That would explain the eruption of enthusiasm for what has quickly become a whole genre of darkly funny technical blog posts that made the rounds this month, (fondly) mocking modern software development and the paralyzing ever-growing profusion of tools, systems, and frameworks, a plethora crossed with a Lernaean hydra. I have been known to call the resulting selection anxiety Developaralysis.

CircleCI‘s founder Paul Biggar led off the parade of dark technical comedy with a post that’s already a classic of its kind, proclaiming “It’s The Future!” Yes, indeed it is. Be afraid. At the risk of comic spoilers, let me cite a sample–

–actually, you should click through and read the whole thing yourself first, to get its full effect–

–last chance to do so–

–OK, fine, here’s the highlight cite:

So I just need to split my simple CRUD app into 12 microservices, each with their own APIs which call each others’ APIs but handle failure resiliently, put them into Docker containers, launch a fleet of 8 machines which are Docker hosts running CoreOS, “orchestrate” them using a small Kubernetes cluster running etcd, figure out the “open questions” of networking and storage, and then I continuously deliver multiple redundant copies of each microservice to my fleet. Is that it?

To which a ruefully amused audience of techies around the world groaned, and laughed, because the alternative was to weep and rend their hair and wear sackcloth and ashes, which as I understand it remains something a fashion faux pas even in liberal Northern California.

Others took up the sardonic torch. Inspired by Biggar, Boopathi Rajaa wrote an excellent follow-up piece on Medium, lampooning modern JavaScript frameworks and front-end development:

Okay. So I’ve got dozens of tools and libraries for building, bundling, transpiling, whatever. Now what?

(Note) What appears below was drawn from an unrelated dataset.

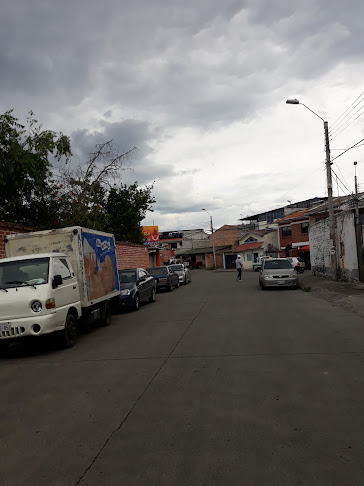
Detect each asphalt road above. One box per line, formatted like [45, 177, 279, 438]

I was saying. Flux — It lets you architect your applications well. With Observables and Immutable data, it gets nicer and interesting.

Observable ? I need immutable data ?

I expect many more posts in this genre to emerge. There is so much to send up.

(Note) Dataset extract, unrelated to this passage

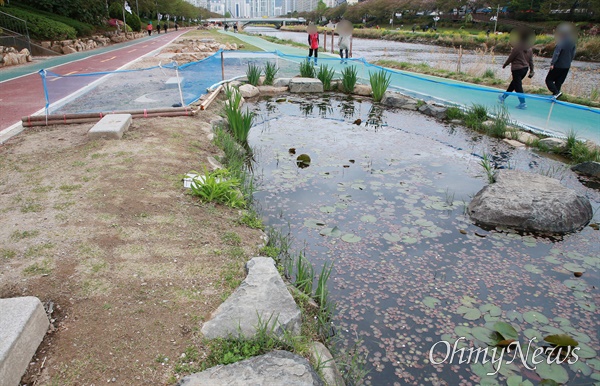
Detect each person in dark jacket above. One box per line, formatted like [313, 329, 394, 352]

But at the same time, like all good comedy, they’re getting at something serious here, which Biggar thoughtfully examines in a follow-up post:

It’s very easy to see why people might think the container ecosystem is bullshit, in exactly the way I satirized … microservices which are new and shiny but seem like a fantastically stupid idea considering how hard it is to keep a single service running in the first place … Most haters are not really reacting to Docker’s solutions to important and complex problems. Mostly, this is because those problems are ones you might not have noticed if you haven’t spent time scaling big systems.

I would dispute some of his conclusions. (For instance, I think it is possible to combine arbitrary scaling with something close to Heroku’s simplicity. In fact I’d argue that Google App Engine, for all its flaws and infelicities, does just that.) And I’m personally inclined to–where possible–wait for the new container ecosystem to mature a little into something more PaaS-like before diving deep into it. But he’s quite right that you can’t paper over, or abstract away, the real problems of building resilient distributed systems.

The larger problem is that the various subfields of software engineering have become so broad and complex that just keeping up with them, much less mastering them, is pretty close to a full-time job. So we use tools that abstract and simplify the complexity for us…but that’s always a tradeoff. There’s nothing wrong with making that tradeoff, but you need to be aware it exists. It has ever been thus, since the first compiler was written.